Today owner Phil Rawlins of the Austin Aztex officially announced that he was moving the team to Orlando, Florida to compete in the D3 USL Pro League. Rawlins, who has an ownership stake in the EPL team Stoke City, will be joined in his Orlando ownership group by English Championshp team Burnley owner Brendan Flood, and Dan Williams. Steve Donner, who was once an executive with the Rochester Rhinos, will be the CEO of the new club christened Orlando City SC. Rawlins also stated that the new organization will look to move up to MLS in three or four years.
Rawlins, an English-born businessman, launched the Austin Aztex in 2008. They played their first season in the USL’s PDL before joining USL-1 as an expansion team for the 2009 season. After winning only five games in 2009, the Aztex experienced a remarkable turnaround under Coach Adrian Heath while playing in the USSF D2 in 2010, tripling their win total of the year before while leading the league in scoring and finishing second to the Rochester Rhinos in points during the regular season. The Aztex’ success on the field was mirrored by a 25% increase in attendance at their House Park facility in 2010.
Although British soccer clubs have very rarely moved from city to city in over 120 years of professional soccer, Mr. Rawlins was quick to pick up on the ways of American sports owners. Instead of wrangling with the city of Austin for years for a better stadium situation like Charlie Finley did to Kansas City for his A’s ballclub in the 1960s, Rawlins chose as his model the late Baltimore/Indianapolis Colts NFL owner Robert Irsay, who moved the Colts overnight to Indianapolis. Rawlins’ intentions on moving the Aztex to Orlando were reported by highly regarded Inside Minnesota Soccer blogger Brian Quarstad last Friday, so that Rawlins couldn’t quite pull off an Irsay repeat. Aztex supporters thus had a full three days to prepare for the inevitable. Lucky them.

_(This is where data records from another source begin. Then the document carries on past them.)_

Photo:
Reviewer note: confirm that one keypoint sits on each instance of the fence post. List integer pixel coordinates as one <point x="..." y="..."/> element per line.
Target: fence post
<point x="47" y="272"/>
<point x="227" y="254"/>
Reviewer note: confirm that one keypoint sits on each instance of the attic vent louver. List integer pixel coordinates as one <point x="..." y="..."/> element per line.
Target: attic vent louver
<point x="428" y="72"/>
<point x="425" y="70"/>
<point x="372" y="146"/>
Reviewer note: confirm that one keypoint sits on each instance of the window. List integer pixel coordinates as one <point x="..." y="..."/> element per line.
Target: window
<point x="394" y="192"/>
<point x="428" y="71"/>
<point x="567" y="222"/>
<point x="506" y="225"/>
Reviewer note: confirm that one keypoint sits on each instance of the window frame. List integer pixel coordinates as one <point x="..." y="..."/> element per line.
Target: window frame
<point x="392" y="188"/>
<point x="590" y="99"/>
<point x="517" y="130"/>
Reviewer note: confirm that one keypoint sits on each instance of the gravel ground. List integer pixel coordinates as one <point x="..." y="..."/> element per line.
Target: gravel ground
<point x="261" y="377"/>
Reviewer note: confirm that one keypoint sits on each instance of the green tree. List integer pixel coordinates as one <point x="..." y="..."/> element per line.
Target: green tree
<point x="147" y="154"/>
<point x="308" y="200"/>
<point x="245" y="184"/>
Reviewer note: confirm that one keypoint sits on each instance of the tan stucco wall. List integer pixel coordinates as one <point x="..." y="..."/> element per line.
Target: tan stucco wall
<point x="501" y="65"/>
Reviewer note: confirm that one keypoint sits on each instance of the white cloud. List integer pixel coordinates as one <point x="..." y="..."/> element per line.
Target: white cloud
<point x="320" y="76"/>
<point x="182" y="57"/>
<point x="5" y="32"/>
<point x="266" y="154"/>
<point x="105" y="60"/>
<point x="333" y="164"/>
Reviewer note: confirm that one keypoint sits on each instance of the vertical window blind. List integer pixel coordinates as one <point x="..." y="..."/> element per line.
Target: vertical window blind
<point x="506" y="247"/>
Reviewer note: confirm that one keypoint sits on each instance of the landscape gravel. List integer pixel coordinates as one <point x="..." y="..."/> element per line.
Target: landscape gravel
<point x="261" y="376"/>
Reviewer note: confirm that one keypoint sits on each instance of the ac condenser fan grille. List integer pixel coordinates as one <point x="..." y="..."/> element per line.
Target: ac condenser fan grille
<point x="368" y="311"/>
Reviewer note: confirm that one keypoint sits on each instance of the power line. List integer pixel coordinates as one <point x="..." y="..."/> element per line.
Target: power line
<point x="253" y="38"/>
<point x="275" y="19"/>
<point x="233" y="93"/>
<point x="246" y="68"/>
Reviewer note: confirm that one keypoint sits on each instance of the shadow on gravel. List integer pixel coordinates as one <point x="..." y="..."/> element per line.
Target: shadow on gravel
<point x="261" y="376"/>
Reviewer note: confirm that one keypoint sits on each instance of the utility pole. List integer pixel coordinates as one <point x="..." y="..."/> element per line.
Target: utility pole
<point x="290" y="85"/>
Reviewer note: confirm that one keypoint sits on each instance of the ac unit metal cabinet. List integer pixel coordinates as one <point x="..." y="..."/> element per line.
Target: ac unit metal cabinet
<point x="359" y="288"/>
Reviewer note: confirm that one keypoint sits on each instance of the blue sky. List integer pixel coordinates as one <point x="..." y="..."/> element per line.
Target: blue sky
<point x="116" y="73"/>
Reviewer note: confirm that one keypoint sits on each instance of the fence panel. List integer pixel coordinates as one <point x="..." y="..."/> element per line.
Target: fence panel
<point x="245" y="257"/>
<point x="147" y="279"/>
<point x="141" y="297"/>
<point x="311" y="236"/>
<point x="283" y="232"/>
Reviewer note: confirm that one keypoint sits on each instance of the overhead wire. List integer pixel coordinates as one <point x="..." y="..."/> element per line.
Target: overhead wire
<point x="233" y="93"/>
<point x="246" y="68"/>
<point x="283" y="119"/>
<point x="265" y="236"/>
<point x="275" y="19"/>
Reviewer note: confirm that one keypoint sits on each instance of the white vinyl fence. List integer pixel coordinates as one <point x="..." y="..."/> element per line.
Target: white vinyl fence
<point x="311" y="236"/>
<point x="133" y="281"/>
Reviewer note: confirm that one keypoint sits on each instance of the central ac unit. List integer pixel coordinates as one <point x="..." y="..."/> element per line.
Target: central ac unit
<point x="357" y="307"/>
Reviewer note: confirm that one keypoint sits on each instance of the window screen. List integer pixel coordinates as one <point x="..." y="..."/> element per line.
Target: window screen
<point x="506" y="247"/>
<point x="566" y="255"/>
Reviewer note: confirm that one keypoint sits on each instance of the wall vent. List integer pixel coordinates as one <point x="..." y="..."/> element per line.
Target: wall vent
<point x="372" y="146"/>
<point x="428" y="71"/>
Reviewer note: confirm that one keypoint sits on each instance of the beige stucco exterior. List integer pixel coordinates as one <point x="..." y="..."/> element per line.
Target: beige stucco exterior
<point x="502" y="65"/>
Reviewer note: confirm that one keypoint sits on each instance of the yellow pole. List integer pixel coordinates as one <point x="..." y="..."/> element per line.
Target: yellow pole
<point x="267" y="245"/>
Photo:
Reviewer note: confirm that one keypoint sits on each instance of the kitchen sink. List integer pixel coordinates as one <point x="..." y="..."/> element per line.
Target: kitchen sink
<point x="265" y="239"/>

The reactions of Austin soccer fans on Inside Minnesota Soccer comments sections and Big Soccer forums shows that the Aztex’ supporters were caught totally by surprise and felt betrayed by Rawlins, who gave no indication of his intentions to relocate his team. After a 2010 season that was an outstanding success on the field and seeing D2 soccer’s largest increase in attendance, Aztex supporters fully eagerly anticipated the 2011 season and more success and growth. Unfortunately, Mr. Rawlins has taken that opportunity from them. Another growing U.S. soccer market has now been burned by a USL owner. Like Sherman’s march through Georgia, USL owners have left a smoldering landscape of potential soccer markets lying in their wake as they move on to another franchise fee. Their 75% franchise failure rate at the D2 level is certainly an example of their business acumen.
Of course Mr. Rawlins is free to do what he wants with his soccer club. The move to D3 should save him a bundle in travel expenses, as the USLPro League is, as currently structured, an East Coast league. That must have been the reason that Rochester Rhinos owner Rob Clark self-demoted the Rhinos, the regular season points leader in USSF D2 in 2010, to the D2 USL Pro League today for the 2011 season. Clark, who was subject to a lawsuit by USL owners last season before the USSF smoothed things over, now may be subject to lawsuit by NASL owners due to his possible breach of contract. More loveliness.
The sad fact is that it’s not even the off-season yet in USSF D2. The second leg of the USSF D2 Championship series, featuring first-leg winner the Puerto Rico Islanders and the Carolina RailHawks, won’t be concluded until next Saturday. With no word as of yet concerning D2 sanctioning from the USSF, and uncertain franchises in Minnesota and St. Louis, it looks like another winter of ‘As the Stomach Turns’ for North American soccer fans.
My only hope is that the deserving fans of Austin get another professional soccer team soon. But such a new franchise would start behind the eight-ball, having to first undo the betrayal of trust in the Austin community created by Rawlins. Thanks, Phil. I guess this is Britain’s karmic payback for American Tom Hicks ugly ownership rein in Liverpool.